# Codesys 2.3 Programm auf anderen Rechnern öffnen



## KingHelmer (16 Juli 2012)

Hallo,

ich habe ein kleines Problem damit, meine erstellten Programme auf anderen Rechnern (z.B. Laptop) zu öffnen.
Es kommt immer der Fehler, dass das Konfigurationsverzeichnis und die Bibliotheken nicht passen.#

Ich bin sogar soweit gegangen, dass ich den kompletten Codesys 2.3 Ordner kopiert habe und auf meinem Laptop ersetzt.
Sodass wirklich alle Pfade identisch sind und alle Bibliotheken vorhanden sind.

Es funktioniert allerdings trotzdem nicht.

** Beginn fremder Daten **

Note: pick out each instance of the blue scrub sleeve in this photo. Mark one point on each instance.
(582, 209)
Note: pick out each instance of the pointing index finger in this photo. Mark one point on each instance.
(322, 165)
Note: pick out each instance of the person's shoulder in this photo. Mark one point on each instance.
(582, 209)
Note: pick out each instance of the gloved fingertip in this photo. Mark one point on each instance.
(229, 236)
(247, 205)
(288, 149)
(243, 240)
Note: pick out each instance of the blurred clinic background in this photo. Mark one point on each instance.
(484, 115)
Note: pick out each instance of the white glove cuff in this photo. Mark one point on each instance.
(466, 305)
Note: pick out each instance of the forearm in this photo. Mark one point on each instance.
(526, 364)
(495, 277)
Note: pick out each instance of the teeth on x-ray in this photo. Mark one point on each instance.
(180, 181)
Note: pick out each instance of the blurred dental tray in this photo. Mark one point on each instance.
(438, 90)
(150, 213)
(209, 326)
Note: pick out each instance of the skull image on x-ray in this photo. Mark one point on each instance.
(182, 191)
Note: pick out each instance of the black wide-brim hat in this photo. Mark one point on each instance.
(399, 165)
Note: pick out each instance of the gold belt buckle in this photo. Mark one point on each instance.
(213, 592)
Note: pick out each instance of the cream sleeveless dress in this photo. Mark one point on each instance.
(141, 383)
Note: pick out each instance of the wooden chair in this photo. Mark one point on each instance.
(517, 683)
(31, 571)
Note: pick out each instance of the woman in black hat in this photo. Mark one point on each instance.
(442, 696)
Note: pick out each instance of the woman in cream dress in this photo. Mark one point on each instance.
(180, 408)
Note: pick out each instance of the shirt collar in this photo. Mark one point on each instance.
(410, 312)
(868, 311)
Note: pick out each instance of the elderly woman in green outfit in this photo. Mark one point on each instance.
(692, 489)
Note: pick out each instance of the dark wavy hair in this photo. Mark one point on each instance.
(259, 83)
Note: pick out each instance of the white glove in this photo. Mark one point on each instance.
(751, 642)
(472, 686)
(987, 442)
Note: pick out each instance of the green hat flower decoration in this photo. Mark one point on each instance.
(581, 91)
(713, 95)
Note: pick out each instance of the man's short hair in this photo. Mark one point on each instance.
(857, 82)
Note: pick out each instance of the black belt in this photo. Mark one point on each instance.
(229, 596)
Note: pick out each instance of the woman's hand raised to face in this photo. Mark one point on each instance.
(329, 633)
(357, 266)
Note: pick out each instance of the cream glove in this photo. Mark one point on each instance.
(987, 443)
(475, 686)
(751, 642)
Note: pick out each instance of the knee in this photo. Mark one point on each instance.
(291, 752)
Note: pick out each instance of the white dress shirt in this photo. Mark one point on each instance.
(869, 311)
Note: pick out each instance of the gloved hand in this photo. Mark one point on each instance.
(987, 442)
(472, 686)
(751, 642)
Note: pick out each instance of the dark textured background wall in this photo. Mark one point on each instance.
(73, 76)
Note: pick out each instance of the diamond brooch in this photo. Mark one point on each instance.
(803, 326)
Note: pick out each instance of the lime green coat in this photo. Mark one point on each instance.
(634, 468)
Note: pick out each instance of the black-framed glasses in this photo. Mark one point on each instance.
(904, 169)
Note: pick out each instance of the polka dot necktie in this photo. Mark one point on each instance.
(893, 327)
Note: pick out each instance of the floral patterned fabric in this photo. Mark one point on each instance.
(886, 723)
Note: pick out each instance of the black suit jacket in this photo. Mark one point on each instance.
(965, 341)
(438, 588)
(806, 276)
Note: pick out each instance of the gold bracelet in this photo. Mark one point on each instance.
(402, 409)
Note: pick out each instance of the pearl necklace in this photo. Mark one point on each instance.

Kann mir hier jemand weiterhelfen?
Mache ich es mir unnötig schwer?

Danke

Flo


----------



## Wu Fu (16 Juli 2012)

Einfacher gehts, wenn du dein Programm als Archiv speicherst, dann sind alle Bibs etc mit abgespeichert.
Datei->Archiv speichern/versenden


----------



## KingHelmer (16 Juli 2012)

Das muss ich gleich mal testen!
Danke schon mal!


----------



## IBFS (16 Juli 2012)

Die Forensuche ergibt diesen Thread:

http://www.sps-forum.de/showthread.php/51546-Codesys-2.3-Bibliotheken-Targets

Frank


----------